Trotzdem haben sich die Gäste nicht aus dem Konzept bringen lassen. Die Elf um Kapitän Stefan Kulovits hat weiterhin aufopferungsvoll gekämpft und hat in der Verlängerung sogar die besseren Chancen gehabt. 

Pokal-Krimi: SVS schmeißt Freiburg raus

Zwölf Elfmeter später hat der Zweitligist dann endlich jubeln können: Marco Knaller beschert dem SVS durch seine Parade gegen Jannik Haberer den verdienten Einzug ins Achtelfinale (>>> Zum kompletten Spielbericht).

SVS-Geschäftsführer Otmar Schork macht nach der Partie deutlich, warum dieser Erfolg so besonders ist: „Bei einem Erstligisten in dessen Stadion mit einem tollen Publikum so auch spielerisch Akzente zu setzen und zu vielen Torchancen zu kommen, das war herausragend“, freut sich Schork und fügt hinzu: „Die Leistung über 120 Minuten einschließlich Elfmeterschießen war fantastisch."

Streich lobt Sandhausen

Die Tatsache, dass die Freiburger kräftig rotiert haben, schmälert den Wert dieser Pokal-Überraschung nur bedingt. Schließlich hat der ‚Ligazwerg‘ der 2. Bundesliga das Team um Silber-Medaillengewinner Nils Petersen fast nach Belieben dominiert. „Sandhausen hat nicht unverdient gewonnen. Ich habe gewusst, was für ein Spiel auf uns zukommt und wie stark Sandhausen ist“, sagt Freiburg-Coach Christian Streich nach dem Spiel in der ARD.

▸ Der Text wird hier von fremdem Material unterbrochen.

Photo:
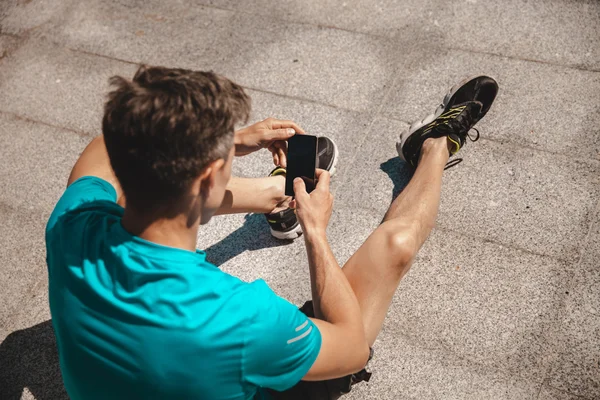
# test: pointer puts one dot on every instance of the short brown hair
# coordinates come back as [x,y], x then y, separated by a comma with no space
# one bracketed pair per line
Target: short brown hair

Im Gegensatz zum Sieg gegen St. Pauli, bei dem Kenan Kocak die Passivität in der ersten Halbzeit kritisiert hat, ist der Sandhäuser Coach diesmal rundum zufrieden: „Wir haben über 120 Minuten ein sehr gutes Spiel abgeliefert. In der Verlängerung hat meine Mannschaft ihre Mentalität gezeigt. Wir haben bis zum letzten Tropfen gekämpft.“

Bereits am Freitag, 28. Oktober, sind die Sandhäuser wieder gefordert. Dann geht es zu Arminia Bielefeld.